I think it happens. Sometimes I get emotionally affected by my own work, sometimes not. I've given up trying to make sense of it
Agreed. I am the same way. I also have never cried yet when I killed off a character. I get emotional, but don't necessarily cry. I usually get overpowered by respect, actually, over the sacrifice the character made in the scene or how powerful the scene was. It chokes me up a little, but more like a proud mother. Weird, I know.
Maybe I'm just a sadist, but I don't feel anything when I seriously injure a character. However, I do get close to tears when I kill them, even in little side-stories that aren't gonna affect the main plot (like, a separate Word file just written for ideas). In one story, a 16-year-old angel girl had her wings cut off. I felt nothing. She'd only been introduced at the beginning of the chapter, but the people who read it said it was pretty disturbing, so I'm not sure it was a matter of me not being a good enough writer. Sorry for kinda stealing the thread here (I promise, I'll contribute to later discussion if possible). Is it bad that I DON'T feel anything when I hurt my characters? Especially girls?
Nope. You don't have a plot unless your characters are suffering in some way. Technically, I enjoy making my characters suffer because of it. I don't cry when they get hurt either.
I think it's normal for a lot of writers. I know people who cry writing break-up scenes and happy endings. It can be the same as reading something or watching something, right? You get attached to them. Personally, I've only cried when killing off a mentally ill character. He commit suicide. It wasn't his death that made me cry but instead the fact he died without: ever overcoming his problems or alcoholism; being able to fully comprehend his surroundings; or understanding the reason why he couldn't see the people he loved anymore.

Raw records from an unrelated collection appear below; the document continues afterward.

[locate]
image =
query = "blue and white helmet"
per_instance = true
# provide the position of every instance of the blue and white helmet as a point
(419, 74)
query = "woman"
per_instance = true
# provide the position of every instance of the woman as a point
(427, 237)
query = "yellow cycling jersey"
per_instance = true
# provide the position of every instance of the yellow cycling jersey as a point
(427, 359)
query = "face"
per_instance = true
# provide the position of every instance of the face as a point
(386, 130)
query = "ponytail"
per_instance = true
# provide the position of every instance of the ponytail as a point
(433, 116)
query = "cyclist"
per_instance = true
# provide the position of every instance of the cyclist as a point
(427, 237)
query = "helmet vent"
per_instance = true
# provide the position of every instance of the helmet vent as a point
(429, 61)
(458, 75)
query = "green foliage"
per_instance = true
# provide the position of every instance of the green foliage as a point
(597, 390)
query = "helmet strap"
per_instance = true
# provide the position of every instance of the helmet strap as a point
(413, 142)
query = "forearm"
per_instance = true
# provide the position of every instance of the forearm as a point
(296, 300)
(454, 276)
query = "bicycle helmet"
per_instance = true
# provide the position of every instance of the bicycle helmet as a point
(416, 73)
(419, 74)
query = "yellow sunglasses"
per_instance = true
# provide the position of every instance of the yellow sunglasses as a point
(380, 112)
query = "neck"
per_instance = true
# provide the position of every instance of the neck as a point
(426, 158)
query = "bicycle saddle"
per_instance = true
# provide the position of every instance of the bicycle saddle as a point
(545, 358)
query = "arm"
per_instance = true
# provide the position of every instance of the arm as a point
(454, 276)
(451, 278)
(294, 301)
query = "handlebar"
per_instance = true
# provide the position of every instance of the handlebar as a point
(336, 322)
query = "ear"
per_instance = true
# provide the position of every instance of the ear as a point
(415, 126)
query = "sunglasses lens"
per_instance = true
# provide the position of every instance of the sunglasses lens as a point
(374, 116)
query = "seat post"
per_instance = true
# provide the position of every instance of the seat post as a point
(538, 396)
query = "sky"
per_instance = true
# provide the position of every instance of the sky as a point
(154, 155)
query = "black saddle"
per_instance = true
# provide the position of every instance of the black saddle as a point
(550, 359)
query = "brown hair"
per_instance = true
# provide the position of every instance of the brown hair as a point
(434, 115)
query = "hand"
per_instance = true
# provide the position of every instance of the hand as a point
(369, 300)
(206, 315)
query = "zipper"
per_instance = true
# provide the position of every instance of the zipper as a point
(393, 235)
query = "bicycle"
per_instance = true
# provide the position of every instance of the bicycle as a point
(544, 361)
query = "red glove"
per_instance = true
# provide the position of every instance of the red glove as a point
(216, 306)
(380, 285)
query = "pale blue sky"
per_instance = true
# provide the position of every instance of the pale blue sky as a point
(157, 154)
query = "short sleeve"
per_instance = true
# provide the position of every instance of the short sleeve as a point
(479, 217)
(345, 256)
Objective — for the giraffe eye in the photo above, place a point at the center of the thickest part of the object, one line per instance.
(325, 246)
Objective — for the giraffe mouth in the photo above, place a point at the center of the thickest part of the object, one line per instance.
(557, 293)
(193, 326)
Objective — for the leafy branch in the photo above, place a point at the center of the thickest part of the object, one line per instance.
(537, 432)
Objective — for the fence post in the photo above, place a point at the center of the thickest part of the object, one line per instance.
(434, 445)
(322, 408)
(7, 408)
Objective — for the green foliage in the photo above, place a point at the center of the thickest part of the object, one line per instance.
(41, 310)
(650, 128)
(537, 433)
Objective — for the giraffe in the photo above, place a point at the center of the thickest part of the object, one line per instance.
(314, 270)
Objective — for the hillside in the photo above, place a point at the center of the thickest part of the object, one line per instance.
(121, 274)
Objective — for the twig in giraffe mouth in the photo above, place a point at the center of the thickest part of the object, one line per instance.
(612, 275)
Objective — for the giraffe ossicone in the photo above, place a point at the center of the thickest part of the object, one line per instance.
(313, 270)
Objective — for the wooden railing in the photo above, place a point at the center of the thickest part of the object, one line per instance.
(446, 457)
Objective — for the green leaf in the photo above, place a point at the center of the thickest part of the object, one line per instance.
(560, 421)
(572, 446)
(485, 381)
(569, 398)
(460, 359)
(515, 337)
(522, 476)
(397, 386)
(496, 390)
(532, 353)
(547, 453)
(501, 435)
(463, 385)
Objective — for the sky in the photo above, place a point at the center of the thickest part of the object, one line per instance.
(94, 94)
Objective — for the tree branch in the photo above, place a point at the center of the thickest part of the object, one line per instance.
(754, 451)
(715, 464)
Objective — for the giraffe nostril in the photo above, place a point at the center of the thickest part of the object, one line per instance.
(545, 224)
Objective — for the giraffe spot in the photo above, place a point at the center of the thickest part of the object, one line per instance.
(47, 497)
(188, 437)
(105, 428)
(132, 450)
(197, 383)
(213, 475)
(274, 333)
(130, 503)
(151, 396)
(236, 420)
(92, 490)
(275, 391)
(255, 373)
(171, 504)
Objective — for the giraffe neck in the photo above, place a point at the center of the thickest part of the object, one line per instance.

My recent short story ghost story thing, I knew up front what would happen, who would die, and how. I wasn't overly attached, even though it was something I've worked on for ages, but I did tear up a bit at her parents' reaction (mostly cut out upon editing)... But then, I've got another story where a girl is reliving her mother's death and the following changes in her childhood, and that made me cry while writing... and again while re-reading. And another one makes me cry when I read it, though I didn't tear up while writing it. I think it happens, it's perfectly ok, and you work on the parts you can make yourself work on as you are able. The characters become real to us. We lose a friend, in a way, when we allow them to die. I phrase it that way because I don't ever really feel I'm in control of my stories... I just write them out as they play out. My characters kind of do what they want... And I don't always approve of their actions, but they do what they do and that's that.
Lol that's kind of funny, but it depends on the perspective of the individual. What's crazy for one is normal for another. I guess you got attached, and got emotional about it. Nothing wrong with that.
Yes! Bawl! The muses have taken you close to the peak of your literary mount Olympus. At the end of the day, that's what really matters --that you 'felt' your own work so deeply. It is actually now that your work comes alive and begins to pulsate --breathe. It has connected with and taken something deep from within you. Now, let your readers be touched by the glow --in their own ways. If you can re-read your work in five ... ten years and still so deeply feel it, then you've achieved something monumental --regardless of critical quality. Cry on!
Thanks I still get emotional when I think about this...... it was hard and still is, I can't even seem to get into a mood to write again and continue the burial ceramony.....It will kill me to see her lover at the ceramony in tears...... Also, if Sazi gets there, he will probably kill himself, he could't bare life without her! So then I'm going to be crying all over again and if he doesn't kill himself, Yami probably will cause he is really mean and will kill anyone in his path! Or would Sazi just gve up his battle and walk away? The whole point of the battle was to gather an army to help save Ounau.
Yes. If this main character is your main character, yes. This person like becomes your baby. Not in a weird way of course.
Yeah, if you're a pansy. J/K I bawled for like a half an hour over killing one of my characters. I was so upset, I rewrote the whole second half of the book so she was still alive. Killed off her mom though, and I don't feel too bad about that.
I don't cry, but I do get angry when a character I really is killed off. Of course that rage fuels all the other characters in their responding actions.